SSL_OP_SAFARI_ECDHE_ECDSA_BUG is an Apple bug where Safari fails to negotiate ECDHE-ECDSA ciphers as advertised. The bug is present in OS X 10.8 through 10.8.3, and was allegedly fixed in OS X 10.8.4. Apple did not provide a hotfix or apply the fix to the affected versions of its SecureTransport, so 10.8 through 10.8.3 will remain broken.

SSL_OP_SAFARI_ECDHE_ECDSA_BUG is a context option for OpenSSL greater than 1.0.1e, greater than 0.9.8y, 1.0.2, and 1.1.0. For updated versions of OpenSSL, the option is included in SSL_OP_ALL. Existing application compiled using the previous value of SSL_OP_ALL will need to be recompiled.

The patch was discussed at Apple are, apparently, dicks..., and provided by Adam Langley and Rob Stradling.

OpenSSL Patch[edit]

The Apple bug patch is available at [openssl.org #3068] [PATCH] Safari broken ECDHE-ECDSA workaround. The patch attempts to fingerprint Apple Safari clients based on elliptic_curves, ec_point_formats and signature_algorithms. If a match is made, then is_probably_safari is set in the SSL* context. The server will later disable ECDHE-ECDSA ciphers on the context (algorithm types SSL_kEECDH and SSL_aECDSA).

Its not possible to differentiate between broken and non-broken implementations, so the fix is applied to all Apple Safari clients. It will also apply to non-Apple clients *if* they use the same extension blocks as Apple clients.

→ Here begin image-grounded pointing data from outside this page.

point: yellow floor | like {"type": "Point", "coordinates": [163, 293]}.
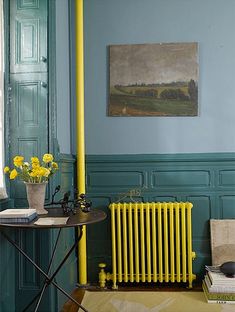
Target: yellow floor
{"type": "Point", "coordinates": [134, 301]}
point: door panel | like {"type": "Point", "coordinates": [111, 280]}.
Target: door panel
{"type": "Point", "coordinates": [29, 36]}
{"type": "Point", "coordinates": [29, 122]}
{"type": "Point", "coordinates": [28, 95]}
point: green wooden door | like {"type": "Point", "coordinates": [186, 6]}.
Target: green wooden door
{"type": "Point", "coordinates": [28, 128]}
{"type": "Point", "coordinates": [28, 98]}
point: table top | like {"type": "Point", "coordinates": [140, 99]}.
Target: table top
{"type": "Point", "coordinates": [78, 219]}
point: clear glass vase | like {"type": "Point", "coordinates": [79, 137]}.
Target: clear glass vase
{"type": "Point", "coordinates": [36, 196]}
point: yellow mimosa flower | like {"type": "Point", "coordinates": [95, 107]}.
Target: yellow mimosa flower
{"type": "Point", "coordinates": [6, 169]}
{"type": "Point", "coordinates": [18, 161]}
{"type": "Point", "coordinates": [35, 165]}
{"type": "Point", "coordinates": [47, 158]}
{"type": "Point", "coordinates": [54, 165]}
{"type": "Point", "coordinates": [35, 171]}
{"type": "Point", "coordinates": [35, 160]}
{"type": "Point", "coordinates": [13, 174]}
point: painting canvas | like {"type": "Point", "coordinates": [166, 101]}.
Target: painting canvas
{"type": "Point", "coordinates": [153, 80]}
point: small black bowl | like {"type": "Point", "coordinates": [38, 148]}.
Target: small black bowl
{"type": "Point", "coordinates": [228, 268]}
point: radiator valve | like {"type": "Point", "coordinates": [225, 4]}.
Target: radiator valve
{"type": "Point", "coordinates": [103, 276]}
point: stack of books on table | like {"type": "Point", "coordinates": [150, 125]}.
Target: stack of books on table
{"type": "Point", "coordinates": [217, 287]}
{"type": "Point", "coordinates": [17, 215]}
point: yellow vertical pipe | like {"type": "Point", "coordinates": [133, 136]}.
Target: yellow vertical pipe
{"type": "Point", "coordinates": [148, 242]}
{"type": "Point", "coordinates": [119, 242]}
{"type": "Point", "coordinates": [137, 264]}
{"type": "Point", "coordinates": [125, 257]}
{"type": "Point", "coordinates": [130, 227]}
{"type": "Point", "coordinates": [183, 237]}
{"type": "Point", "coordinates": [160, 240]}
{"type": "Point", "coordinates": [165, 244]}
{"type": "Point", "coordinates": [177, 239]}
{"type": "Point", "coordinates": [154, 242]}
{"type": "Point", "coordinates": [142, 241]}
{"type": "Point", "coordinates": [172, 242]}
{"type": "Point", "coordinates": [189, 244]}
{"type": "Point", "coordinates": [82, 253]}
{"type": "Point", "coordinates": [114, 248]}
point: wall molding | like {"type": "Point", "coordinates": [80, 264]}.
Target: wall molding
{"type": "Point", "coordinates": [207, 180]}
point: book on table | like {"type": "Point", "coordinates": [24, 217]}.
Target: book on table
{"type": "Point", "coordinates": [17, 215]}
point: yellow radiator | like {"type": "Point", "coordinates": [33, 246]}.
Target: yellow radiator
{"type": "Point", "coordinates": [151, 242]}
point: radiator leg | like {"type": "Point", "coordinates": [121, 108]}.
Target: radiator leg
{"type": "Point", "coordinates": [102, 275]}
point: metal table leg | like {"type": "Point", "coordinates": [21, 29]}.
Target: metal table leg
{"type": "Point", "coordinates": [48, 279]}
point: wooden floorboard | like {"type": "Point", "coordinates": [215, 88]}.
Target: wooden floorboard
{"type": "Point", "coordinates": [78, 293]}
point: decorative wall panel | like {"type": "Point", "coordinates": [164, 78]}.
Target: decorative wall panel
{"type": "Point", "coordinates": [206, 180]}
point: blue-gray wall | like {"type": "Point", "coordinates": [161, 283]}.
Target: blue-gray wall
{"type": "Point", "coordinates": [208, 22]}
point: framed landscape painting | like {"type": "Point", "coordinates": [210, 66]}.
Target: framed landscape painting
{"type": "Point", "coordinates": [153, 80]}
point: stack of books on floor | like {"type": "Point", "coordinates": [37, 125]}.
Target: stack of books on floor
{"type": "Point", "coordinates": [17, 215]}
{"type": "Point", "coordinates": [217, 287]}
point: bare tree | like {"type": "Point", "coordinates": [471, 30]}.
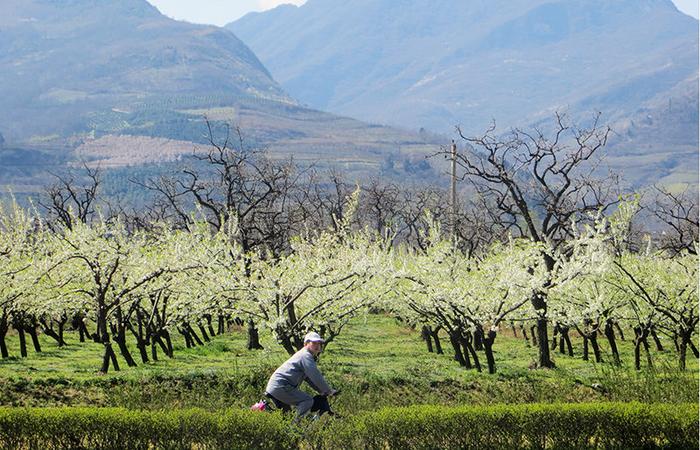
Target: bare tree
{"type": "Point", "coordinates": [234, 182]}
{"type": "Point", "coordinates": [678, 214]}
{"type": "Point", "coordinates": [69, 199]}
{"type": "Point", "coordinates": [536, 184]}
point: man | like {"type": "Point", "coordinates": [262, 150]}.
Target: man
{"type": "Point", "coordinates": [283, 387]}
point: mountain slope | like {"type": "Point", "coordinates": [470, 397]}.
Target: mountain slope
{"type": "Point", "coordinates": [115, 82]}
{"type": "Point", "coordinates": [422, 63]}
{"type": "Point", "coordinates": [65, 62]}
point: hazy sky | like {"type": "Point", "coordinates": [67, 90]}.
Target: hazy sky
{"type": "Point", "coordinates": [221, 12]}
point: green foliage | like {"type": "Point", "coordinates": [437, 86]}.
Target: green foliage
{"type": "Point", "coordinates": [96, 428]}
{"type": "Point", "coordinates": [560, 426]}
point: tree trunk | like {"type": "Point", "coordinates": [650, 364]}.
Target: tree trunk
{"type": "Point", "coordinates": [640, 339]}
{"type": "Point", "coordinates": [186, 334]}
{"type": "Point", "coordinates": [154, 350]}
{"type": "Point", "coordinates": [564, 331]}
{"type": "Point", "coordinates": [596, 348]}
{"type": "Point", "coordinates": [108, 356]}
{"type": "Point", "coordinates": [193, 334]}
{"type": "Point", "coordinates": [168, 343]}
{"type": "Point", "coordinates": [425, 335]}
{"type": "Point", "coordinates": [119, 332]}
{"type": "Point", "coordinates": [205, 336]}
{"type": "Point", "coordinates": [619, 330]}
{"type": "Point", "coordinates": [657, 341]}
{"type": "Point", "coordinates": [4, 326]}
{"type": "Point", "coordinates": [488, 349]}
{"type": "Point", "coordinates": [141, 338]}
{"type": "Point", "coordinates": [221, 328]}
{"type": "Point", "coordinates": [465, 342]}
{"type": "Point", "coordinates": [286, 342]}
{"type": "Point", "coordinates": [682, 352]}
{"type": "Point", "coordinates": [478, 341]}
{"type": "Point", "coordinates": [436, 337]}
{"type": "Point", "coordinates": [555, 334]}
{"type": "Point", "coordinates": [610, 335]}
{"type": "Point", "coordinates": [212, 333]}
{"type": "Point", "coordinates": [31, 329]}
{"type": "Point", "coordinates": [254, 338]}
{"type": "Point", "coordinates": [57, 335]}
{"type": "Point", "coordinates": [523, 330]}
{"type": "Point", "coordinates": [458, 350]}
{"type": "Point", "coordinates": [22, 339]}
{"type": "Point", "coordinates": [544, 358]}
{"type": "Point", "coordinates": [475, 357]}
{"type": "Point", "coordinates": [693, 348]}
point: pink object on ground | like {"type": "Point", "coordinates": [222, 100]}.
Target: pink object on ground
{"type": "Point", "coordinates": [260, 406]}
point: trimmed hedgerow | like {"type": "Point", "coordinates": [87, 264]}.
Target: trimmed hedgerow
{"type": "Point", "coordinates": [116, 428]}
{"type": "Point", "coordinates": [556, 426]}
{"type": "Point", "coordinates": [538, 426]}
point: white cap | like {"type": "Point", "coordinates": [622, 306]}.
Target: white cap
{"type": "Point", "coordinates": [313, 337]}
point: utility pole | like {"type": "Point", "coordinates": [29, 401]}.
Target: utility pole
{"type": "Point", "coordinates": [453, 191]}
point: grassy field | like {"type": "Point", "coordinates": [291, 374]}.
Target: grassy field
{"type": "Point", "coordinates": [376, 362]}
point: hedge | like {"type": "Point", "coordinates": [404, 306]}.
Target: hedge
{"type": "Point", "coordinates": [535, 426]}
{"type": "Point", "coordinates": [556, 426]}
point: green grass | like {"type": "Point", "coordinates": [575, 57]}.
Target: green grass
{"type": "Point", "coordinates": [376, 362]}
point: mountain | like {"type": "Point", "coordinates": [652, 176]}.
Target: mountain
{"type": "Point", "coordinates": [97, 79]}
{"type": "Point", "coordinates": [421, 63]}
{"type": "Point", "coordinates": [74, 66]}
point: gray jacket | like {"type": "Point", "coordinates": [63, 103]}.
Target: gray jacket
{"type": "Point", "coordinates": [301, 366]}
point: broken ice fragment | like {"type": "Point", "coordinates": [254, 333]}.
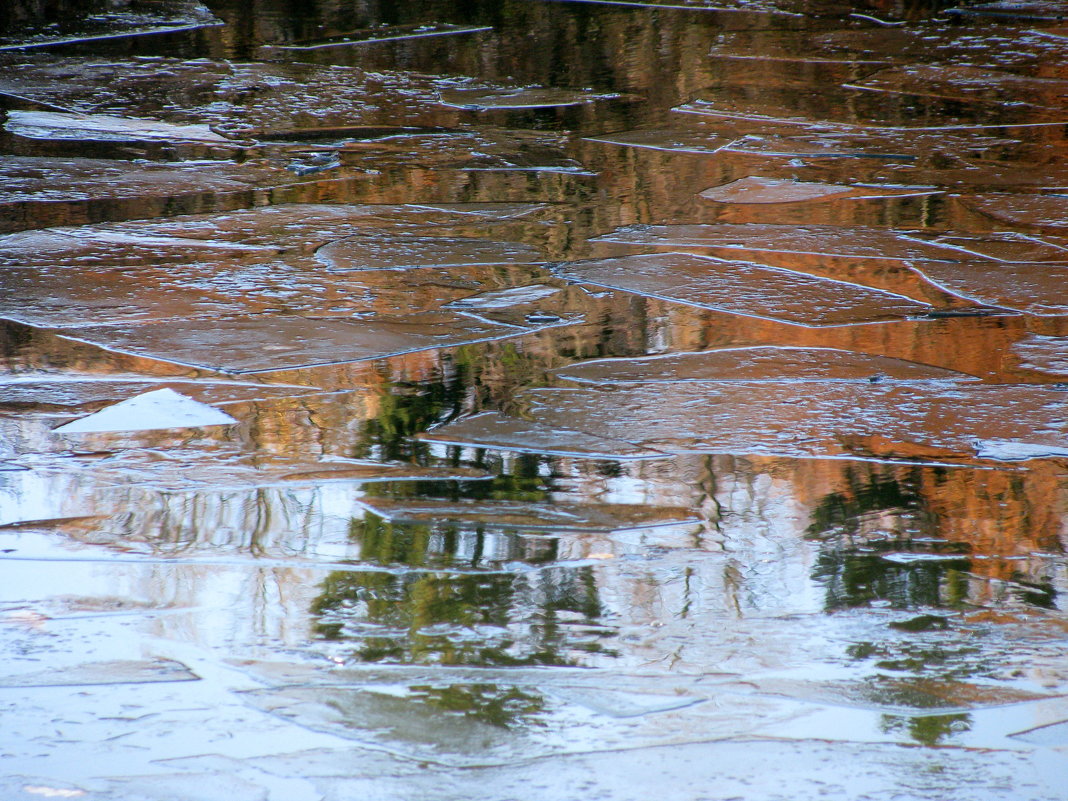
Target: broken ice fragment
{"type": "Point", "coordinates": [755, 189]}
{"type": "Point", "coordinates": [764, 363]}
{"type": "Point", "coordinates": [672, 141]}
{"type": "Point", "coordinates": [1007, 451]}
{"type": "Point", "coordinates": [158, 409]}
{"type": "Point", "coordinates": [403, 252]}
{"type": "Point", "coordinates": [740, 287]}
{"type": "Point", "coordinates": [493, 429]}
{"type": "Point", "coordinates": [55, 125]}
{"type": "Point", "coordinates": [1036, 288]}
{"type": "Point", "coordinates": [525, 97]}
{"type": "Point", "coordinates": [504, 298]}
{"type": "Point", "coordinates": [114, 672]}
{"type": "Point", "coordinates": [537, 516]}
{"type": "Point", "coordinates": [826, 240]}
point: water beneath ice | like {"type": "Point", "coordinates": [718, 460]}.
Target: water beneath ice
{"type": "Point", "coordinates": [534, 398]}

Manual Workaround (OpenSSL)[edit]

According to Rob Stradling at Questions on SSL_OP_SAFARI_ECDHE_ECDSA_BUG, the following cipher_list work around should be possible for those who would (1) like a fix before OpenSSL releases its next stable versions, or (2) don't want to use SSL_OP_SAFARI_ECDHE_ECDSA_BUG. SSL_OP_CIPHER_SERVER_PREFERENCE is probably a necessary option to ensure the server's cipher list preferences are used.

1. Ensure that these four ciphers are all disabled on your server (since these are the only ciphers that are affected by the Safari/OSX bug):

* ECDHE-ECDSA-AES256-SHA
* ECDHE-ECDSA-AES128-SHA
* ECDHE-ECDSA-RC4-SHA
* ECDHE-ECDSA-DES-CBC3-SHA

2. If you want to enable one or more of those four ECDHE-ECDSA ciphers, then ensure that your server prefers at least one of the following ciphers (that Safari/OSX also offers) ahead of them:

* ECDH-RSA-AES128-SHA
* ECDH-RSA-AES256-SHA
* ECDH-RSA-RC4-SHA
* ECDH-RSA-DES-CBC3-SHA
* ECDHE-RSA-AES256-SHA
* ECDHE-RSA-AES128-SHA
* ECDHE-RSA-RC4-SHA
* ECDHE-RSA-DES-CBC3-SHA
* AES128-SHA
* AES256-SHA
* DES-CBC3-SHA
* DHE-RSA-AES128-SHA
* DHE-RSA-AES256-SHA
* EDH-RSA-DES-CBC3-SHA

The broken versions of Safari/OSX don't support GCM (or DSS), so enabling and even preferring ECDHE-ECDSA-AES256-GCM-SHA384 and ECDHE-ECDSA-AES128-GCM-SHA256 on your server shouldn't cause any problems.

Note: be wary of RC4 because it has serious vulnerabilities when used in TLS. See AlFardan, Bernstein (et al), On the Security of RC4 in TLS and WPA.

Manual Workaround (Apple)[edit]

For Apple-based, non-Safari applications, it appears an application level work around is available. According to Mac OS X's SecureTransport and iOS's SecureTransport, users of the broken SecureTransport should be able to call SSLSetEnabledCiphers to remove the ECDHE-ECDSA-* ciphers from the list.